It does not matter if the law is actually implemented or not, because even though this is a direct attack against China, it does not have to interfere with the status quo. Indeed, if the status quo were to be maintained, China would still find herself in a submissive position as compared to the US in a decade from now because there is no serious way to solve her problems that are self-inflicted and related to her debts.
As with many “laws”, it was a political act before one of actual value, meant to reinforce the current state of affairs and US “dominance” in East Asia and over China’s influence before causing real change, and most likely has been in response to China’s attempts to challenge US influence around Chinese waters, such as the recent Chinese sailing of naval ships through the Strait of Taiwan that comes following a joint US-French naval venture through the same water passage.
China’s attempts to keep Hong Kong issues and the trade talks on separate tracks might not be universally popular, some analysts say. Shi Yinhong, a professor of international relations at Renmin University, said it could be embarrassing for a phase-one trade deal to progress in light of the Hong Kong law.
Yet despite the various unknowns and risks, the fact that Beijing has so far merely stuck to verbal threats instead of escalating to actual deeds, confirms that for now, Trump’s signing gamble worked out just as the US president expected.
…and that is how things are going to remain. The Hong Kong issue is directly related to the agricultural and economic wars taking place because all revolve around US influence in her geopolitical sphere, and while China may try to push hard, there is only so hard that she can push before experiencing major blowback that could result in her suffering economic consequences that would destroy her as well as possibly lead to her invasion.
It is also of note to point out how China’s great ally, Russia has practically remained silent during the entire affair. Russia is not going to get involved in this fight because her status as an ally of China is but a cover for her outright hatred of her. Russia does not trust China, she legitimately fears that China may try to annex Siberia in the future, and so she has been buying off China with very low gas and rare-earth mineral prices. For the Russians, this is not about “helping” China, but trying to find reasons to keep them close to her but also away from her at the same time.
Russia knows that China cannot win the current fight with the US. It is partially why Russia has taken a more autarchial approach, because she knows a conflict is coming and in true to her historical fashion, she is isolating herself from the world for the coming “winter” of this age.

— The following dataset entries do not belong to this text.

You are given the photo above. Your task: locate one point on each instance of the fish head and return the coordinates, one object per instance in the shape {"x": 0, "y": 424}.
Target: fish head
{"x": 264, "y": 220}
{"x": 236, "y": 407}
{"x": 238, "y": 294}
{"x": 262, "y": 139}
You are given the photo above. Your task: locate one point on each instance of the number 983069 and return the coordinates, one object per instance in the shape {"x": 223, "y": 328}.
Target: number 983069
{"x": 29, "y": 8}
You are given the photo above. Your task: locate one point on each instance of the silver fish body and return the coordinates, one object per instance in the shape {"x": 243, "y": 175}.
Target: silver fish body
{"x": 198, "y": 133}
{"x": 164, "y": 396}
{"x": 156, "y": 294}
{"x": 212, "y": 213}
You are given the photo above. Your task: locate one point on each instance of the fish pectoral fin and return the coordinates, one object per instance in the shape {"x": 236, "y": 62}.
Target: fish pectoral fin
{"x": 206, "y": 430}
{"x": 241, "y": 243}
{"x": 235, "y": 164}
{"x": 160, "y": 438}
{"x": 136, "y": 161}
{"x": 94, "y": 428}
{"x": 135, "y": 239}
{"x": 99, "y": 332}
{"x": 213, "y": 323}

China is in a losing position, and while Russia is weak, she knows well how to survive and has survived many invaders, and she will sit back and silently watch as the Chinese and US have a public fight that will only lead to China’s ultimate subjugation.

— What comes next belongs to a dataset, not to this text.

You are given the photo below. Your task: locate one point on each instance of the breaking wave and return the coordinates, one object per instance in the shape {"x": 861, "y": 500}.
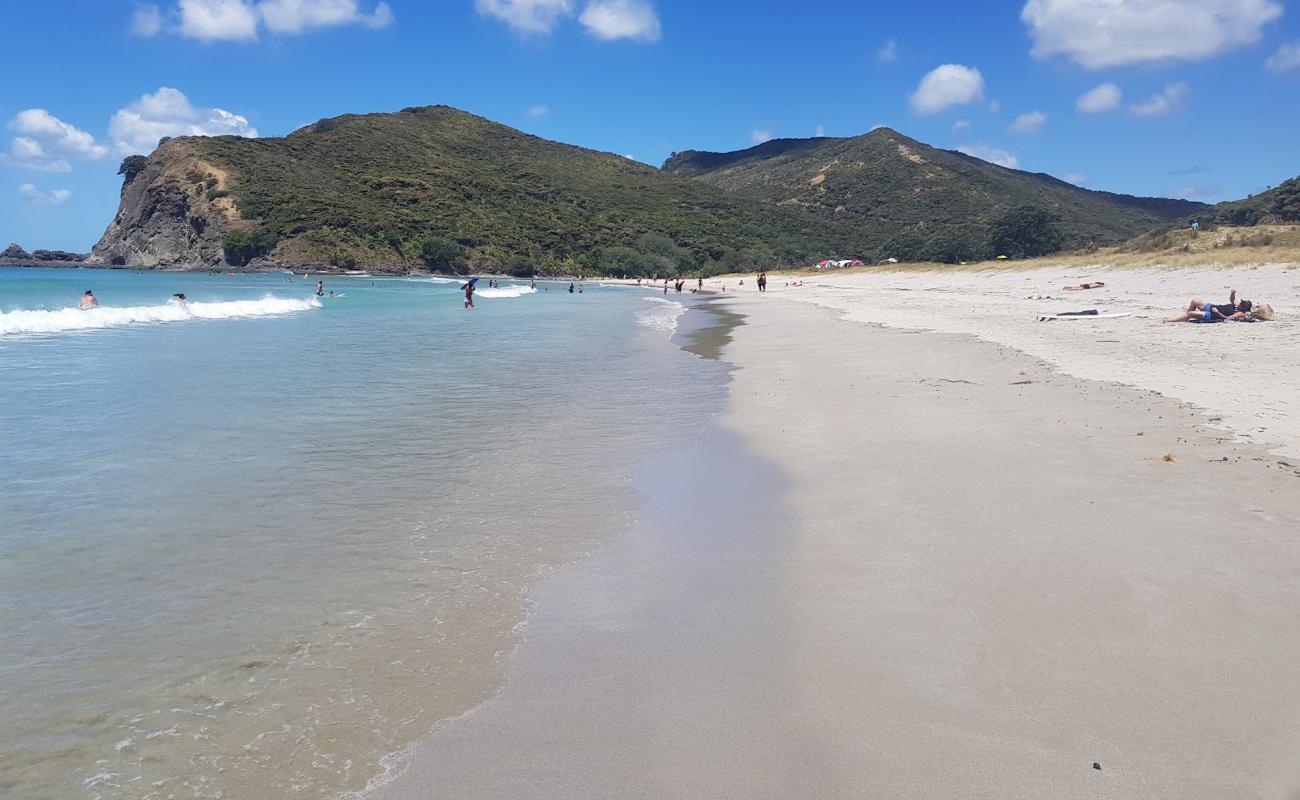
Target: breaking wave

So for now, there is little to worry about in terms of a Chinese “threat” against the US. Rather, what people need to pay attention to is not China, but Japan, since Japan is a historical imperial power, has a long history of invading her neighbors, was in a major war with the US not even a century ago, has openly expressed a desire to remilitarize, has the capacity to remilitarize, and is happening at a time when Japanese nationalism is rising again and against the Chinese.
China is a threat, but the real danger always was Japan, and still is to this day.